We will focus on few-shot prompting to limit the search space. We will then apply a genetic/evolutionary algorithm to compare performance of different few-shot examples and pick the ones that provide the most "lift" of the provided metric.

We'll first create a constructor for our chain that accepts the few-shot examples, letting us re-create the chain with each updated state.

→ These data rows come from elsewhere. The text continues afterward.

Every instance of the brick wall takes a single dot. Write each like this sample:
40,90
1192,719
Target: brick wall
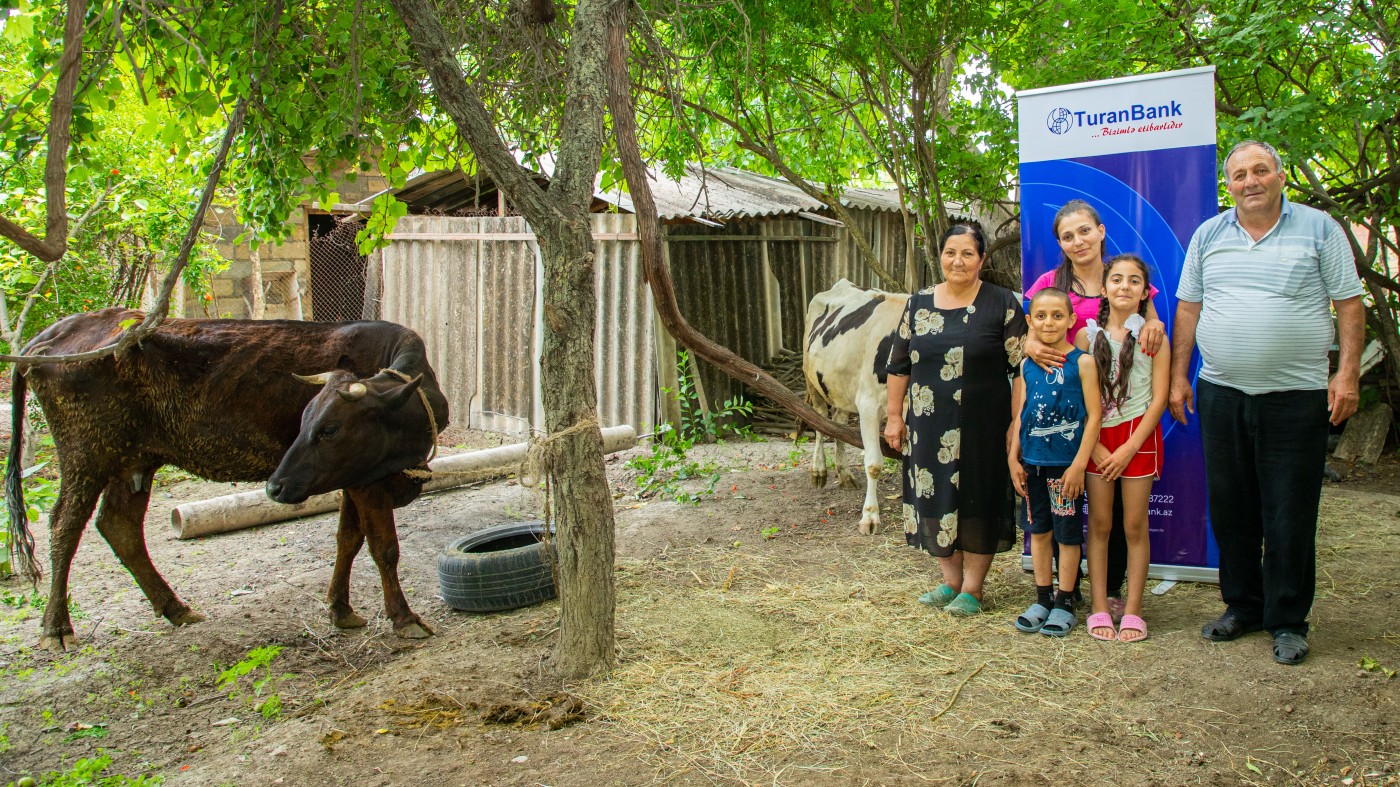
284,266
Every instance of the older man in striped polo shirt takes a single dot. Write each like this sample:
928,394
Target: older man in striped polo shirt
1255,297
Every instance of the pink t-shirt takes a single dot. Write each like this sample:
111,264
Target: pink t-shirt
1084,308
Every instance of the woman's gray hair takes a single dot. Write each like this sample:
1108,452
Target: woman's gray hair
1278,161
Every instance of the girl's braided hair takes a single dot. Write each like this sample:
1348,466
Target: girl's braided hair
1116,387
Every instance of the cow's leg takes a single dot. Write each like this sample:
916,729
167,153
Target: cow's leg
375,507
122,523
349,539
77,497
818,469
874,462
843,472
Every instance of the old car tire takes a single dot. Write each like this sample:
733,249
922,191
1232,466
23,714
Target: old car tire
501,567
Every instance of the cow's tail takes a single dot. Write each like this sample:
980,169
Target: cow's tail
21,542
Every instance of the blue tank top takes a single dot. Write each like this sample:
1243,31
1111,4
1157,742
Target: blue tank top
1052,420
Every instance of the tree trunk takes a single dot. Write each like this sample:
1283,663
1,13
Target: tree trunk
256,308
581,499
653,256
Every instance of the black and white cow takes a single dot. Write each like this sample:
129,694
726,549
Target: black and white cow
847,345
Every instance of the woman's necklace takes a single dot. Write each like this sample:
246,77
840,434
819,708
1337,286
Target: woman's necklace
1084,287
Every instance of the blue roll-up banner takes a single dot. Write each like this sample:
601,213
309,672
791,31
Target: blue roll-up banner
1141,150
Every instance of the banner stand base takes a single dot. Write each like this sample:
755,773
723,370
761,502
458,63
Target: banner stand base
1164,572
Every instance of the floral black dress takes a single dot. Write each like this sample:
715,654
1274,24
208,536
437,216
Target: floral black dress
956,485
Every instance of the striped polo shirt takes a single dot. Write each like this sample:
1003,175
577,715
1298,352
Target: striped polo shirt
1266,305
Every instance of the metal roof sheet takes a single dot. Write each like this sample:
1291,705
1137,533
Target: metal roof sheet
717,195
734,193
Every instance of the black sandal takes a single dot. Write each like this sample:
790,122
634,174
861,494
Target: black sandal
1229,626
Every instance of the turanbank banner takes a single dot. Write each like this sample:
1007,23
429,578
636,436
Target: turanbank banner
1141,150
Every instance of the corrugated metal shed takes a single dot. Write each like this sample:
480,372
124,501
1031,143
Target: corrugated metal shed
469,286
732,193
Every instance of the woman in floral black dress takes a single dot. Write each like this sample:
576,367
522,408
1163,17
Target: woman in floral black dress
949,371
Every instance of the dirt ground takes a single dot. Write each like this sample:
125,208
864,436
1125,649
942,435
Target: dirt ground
760,639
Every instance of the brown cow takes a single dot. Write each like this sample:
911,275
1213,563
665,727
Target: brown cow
219,398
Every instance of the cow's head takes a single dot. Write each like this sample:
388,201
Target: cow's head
354,433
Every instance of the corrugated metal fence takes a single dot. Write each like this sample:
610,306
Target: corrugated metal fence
469,287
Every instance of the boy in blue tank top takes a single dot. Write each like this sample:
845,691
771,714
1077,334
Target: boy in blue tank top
1056,418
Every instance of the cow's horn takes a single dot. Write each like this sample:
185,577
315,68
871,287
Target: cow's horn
314,378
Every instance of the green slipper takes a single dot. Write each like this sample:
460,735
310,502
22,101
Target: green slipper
938,597
963,605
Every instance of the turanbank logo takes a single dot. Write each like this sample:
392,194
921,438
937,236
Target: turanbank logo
1106,123
1060,121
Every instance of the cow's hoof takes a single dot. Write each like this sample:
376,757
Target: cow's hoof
347,621
58,643
416,630
186,618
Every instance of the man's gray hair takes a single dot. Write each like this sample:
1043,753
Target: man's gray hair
1278,161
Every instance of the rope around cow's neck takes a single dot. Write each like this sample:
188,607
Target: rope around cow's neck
426,406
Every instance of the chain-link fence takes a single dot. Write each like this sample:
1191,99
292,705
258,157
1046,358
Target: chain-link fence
338,270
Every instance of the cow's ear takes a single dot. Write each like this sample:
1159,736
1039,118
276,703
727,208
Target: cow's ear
314,378
395,398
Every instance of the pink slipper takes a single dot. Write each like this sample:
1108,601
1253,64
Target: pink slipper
1099,621
1133,623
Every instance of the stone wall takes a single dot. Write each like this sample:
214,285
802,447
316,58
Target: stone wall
286,270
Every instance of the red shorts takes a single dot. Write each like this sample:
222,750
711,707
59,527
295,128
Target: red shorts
1145,462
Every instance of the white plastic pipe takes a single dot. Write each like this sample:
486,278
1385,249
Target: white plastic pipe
251,509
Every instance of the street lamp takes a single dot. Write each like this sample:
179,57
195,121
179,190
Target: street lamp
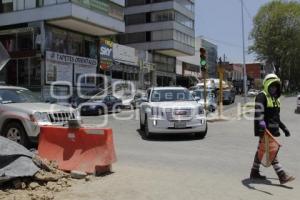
244,57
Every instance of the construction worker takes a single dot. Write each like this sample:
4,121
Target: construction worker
267,116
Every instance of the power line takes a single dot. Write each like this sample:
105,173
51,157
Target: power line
247,11
223,42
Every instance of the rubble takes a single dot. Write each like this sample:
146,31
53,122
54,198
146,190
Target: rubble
42,186
78,174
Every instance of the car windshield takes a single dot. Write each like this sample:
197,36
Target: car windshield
200,94
17,96
171,95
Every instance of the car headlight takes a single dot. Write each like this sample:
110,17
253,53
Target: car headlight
41,117
201,111
77,114
93,106
155,111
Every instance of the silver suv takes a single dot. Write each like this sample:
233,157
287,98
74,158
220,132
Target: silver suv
22,114
172,110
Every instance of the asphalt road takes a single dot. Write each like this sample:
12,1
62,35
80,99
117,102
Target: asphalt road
180,167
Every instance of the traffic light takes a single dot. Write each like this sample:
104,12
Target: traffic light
203,62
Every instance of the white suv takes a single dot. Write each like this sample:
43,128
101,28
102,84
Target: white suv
22,114
172,110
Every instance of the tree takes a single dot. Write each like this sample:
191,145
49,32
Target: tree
276,36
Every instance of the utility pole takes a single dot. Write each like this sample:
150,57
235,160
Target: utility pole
220,96
244,57
203,66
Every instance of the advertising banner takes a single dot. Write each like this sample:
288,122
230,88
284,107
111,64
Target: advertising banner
106,54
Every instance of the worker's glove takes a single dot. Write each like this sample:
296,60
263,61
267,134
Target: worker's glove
286,132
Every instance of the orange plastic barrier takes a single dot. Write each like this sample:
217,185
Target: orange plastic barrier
268,149
90,150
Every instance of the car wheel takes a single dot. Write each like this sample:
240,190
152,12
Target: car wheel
142,126
147,133
15,132
201,135
101,111
118,109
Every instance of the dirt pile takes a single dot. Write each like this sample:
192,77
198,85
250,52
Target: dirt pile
41,186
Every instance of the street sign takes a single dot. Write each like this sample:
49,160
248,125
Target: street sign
4,56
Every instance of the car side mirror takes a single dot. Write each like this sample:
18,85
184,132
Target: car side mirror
197,98
144,99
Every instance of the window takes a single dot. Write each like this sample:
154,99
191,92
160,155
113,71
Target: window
164,63
183,38
163,16
133,38
162,35
184,20
187,4
9,42
11,75
25,41
56,40
35,72
135,2
90,48
135,19
6,6
23,70
75,44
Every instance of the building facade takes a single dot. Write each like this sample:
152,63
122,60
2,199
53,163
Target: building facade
56,41
164,28
212,56
188,67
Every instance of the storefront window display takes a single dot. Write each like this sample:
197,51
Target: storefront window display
25,41
35,71
68,42
23,72
56,40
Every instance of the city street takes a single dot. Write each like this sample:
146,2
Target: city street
180,167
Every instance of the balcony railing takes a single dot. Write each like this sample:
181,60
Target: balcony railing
102,6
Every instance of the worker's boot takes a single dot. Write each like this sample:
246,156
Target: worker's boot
256,175
285,178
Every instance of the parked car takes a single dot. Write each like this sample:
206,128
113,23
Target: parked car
252,93
76,100
101,105
211,104
172,110
138,99
298,104
22,114
228,96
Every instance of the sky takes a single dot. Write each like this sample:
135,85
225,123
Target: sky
220,22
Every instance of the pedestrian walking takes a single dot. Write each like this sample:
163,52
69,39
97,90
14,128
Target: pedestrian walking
267,116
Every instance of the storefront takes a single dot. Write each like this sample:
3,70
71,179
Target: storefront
125,64
165,70
43,54
24,67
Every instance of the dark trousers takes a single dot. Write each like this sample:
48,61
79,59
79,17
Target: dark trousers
276,165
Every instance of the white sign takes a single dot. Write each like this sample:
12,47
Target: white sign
65,58
58,71
124,54
4,57
80,71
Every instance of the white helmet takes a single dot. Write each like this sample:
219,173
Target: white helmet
270,76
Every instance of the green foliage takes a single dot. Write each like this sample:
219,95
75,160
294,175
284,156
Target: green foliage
276,36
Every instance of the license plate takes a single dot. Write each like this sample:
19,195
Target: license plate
180,124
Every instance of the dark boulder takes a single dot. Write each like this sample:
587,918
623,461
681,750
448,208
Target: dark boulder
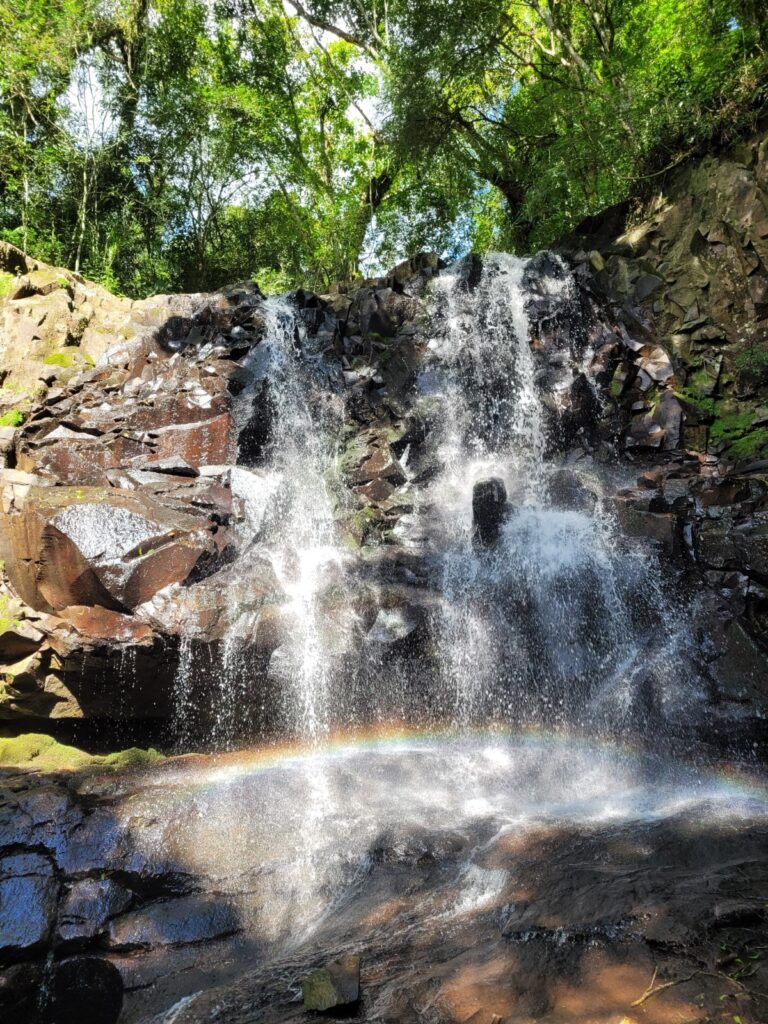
565,491
86,990
488,509
337,984
28,904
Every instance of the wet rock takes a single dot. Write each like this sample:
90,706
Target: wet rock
337,984
68,546
19,992
88,906
176,922
660,527
85,990
28,904
488,509
565,491
737,913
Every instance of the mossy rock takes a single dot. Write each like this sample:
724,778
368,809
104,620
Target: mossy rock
68,359
13,418
6,283
38,751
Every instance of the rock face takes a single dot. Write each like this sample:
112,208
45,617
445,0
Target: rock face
337,984
120,519
488,509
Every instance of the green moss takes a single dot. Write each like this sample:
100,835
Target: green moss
696,400
8,620
13,418
752,444
34,750
729,428
68,359
6,283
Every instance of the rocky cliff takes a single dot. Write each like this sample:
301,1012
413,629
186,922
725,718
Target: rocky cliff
124,420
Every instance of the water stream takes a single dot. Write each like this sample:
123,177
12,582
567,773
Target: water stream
419,849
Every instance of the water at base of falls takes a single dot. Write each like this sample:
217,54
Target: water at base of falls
525,860
429,850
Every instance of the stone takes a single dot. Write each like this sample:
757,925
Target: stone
88,906
488,509
174,922
645,286
337,984
92,546
19,992
662,528
86,990
565,491
28,904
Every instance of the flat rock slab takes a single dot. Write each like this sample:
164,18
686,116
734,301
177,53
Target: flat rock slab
337,984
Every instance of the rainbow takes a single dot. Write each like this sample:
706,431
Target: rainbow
726,778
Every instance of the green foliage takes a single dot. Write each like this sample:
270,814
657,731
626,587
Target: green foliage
8,608
753,443
68,359
46,754
753,364
728,428
178,144
13,418
694,398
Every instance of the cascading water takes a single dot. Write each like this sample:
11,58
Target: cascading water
472,862
549,625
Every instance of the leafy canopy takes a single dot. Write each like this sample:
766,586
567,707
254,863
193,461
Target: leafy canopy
177,144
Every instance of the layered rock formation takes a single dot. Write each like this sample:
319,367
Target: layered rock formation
119,518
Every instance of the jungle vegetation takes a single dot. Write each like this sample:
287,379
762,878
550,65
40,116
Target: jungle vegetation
176,144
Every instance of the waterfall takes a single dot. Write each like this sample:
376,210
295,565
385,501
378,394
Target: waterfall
558,622
541,627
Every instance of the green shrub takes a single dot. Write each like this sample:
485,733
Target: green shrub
14,418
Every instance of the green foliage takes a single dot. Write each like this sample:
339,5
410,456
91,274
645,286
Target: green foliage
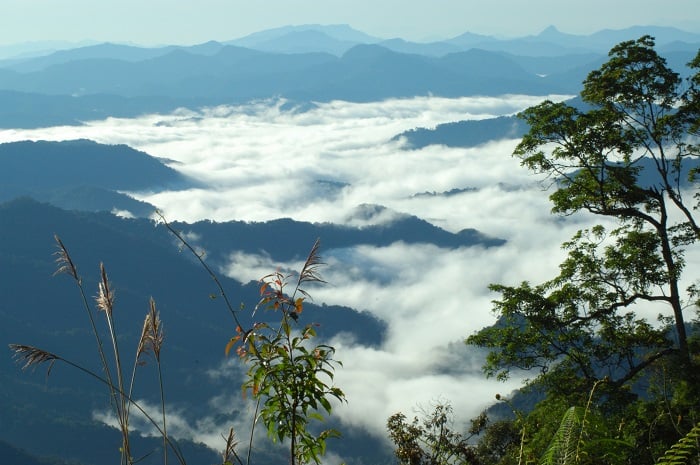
564,448
626,154
291,380
432,441
686,451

# We will define how we want our few-shot examples to be formatted
import random
from typing import List, Optional

from langchain_core.runnables import RunnableLambda


def format_example(example: dict):
    inputs = example["input"]
    outputs = example["output"]
    return f"""

Context: {inputs['context']}

Question: {inputs['question']}

Reasoning: {outputs['reasoning']}

Answer: {outputs['is_entailed']}

"""


def format_few_shot(input_: dict, examples: Optional[List[dict]] = None):
    if examples:
        # TODO: make this configurable / bound to the prompt template
        input_["examples"] = (
            "--".join(format_example(e) for i, e in enumerate(examples)) + "--"
        )
    return input_


def create_chain(examples: Optional[List] = None, llm=None):
    llm = llm or ChatOpenAI(model="gpt-3.5-turbo")
    chain = (
        RunnableLambda(format_few_shot).bind(examples=examples)
        | prompt
        | llm
        | StrOutputParser()
        | parse
    ).with_config(tags=["to_train"])
    return chain

Training

Next, we'll define the training utilities.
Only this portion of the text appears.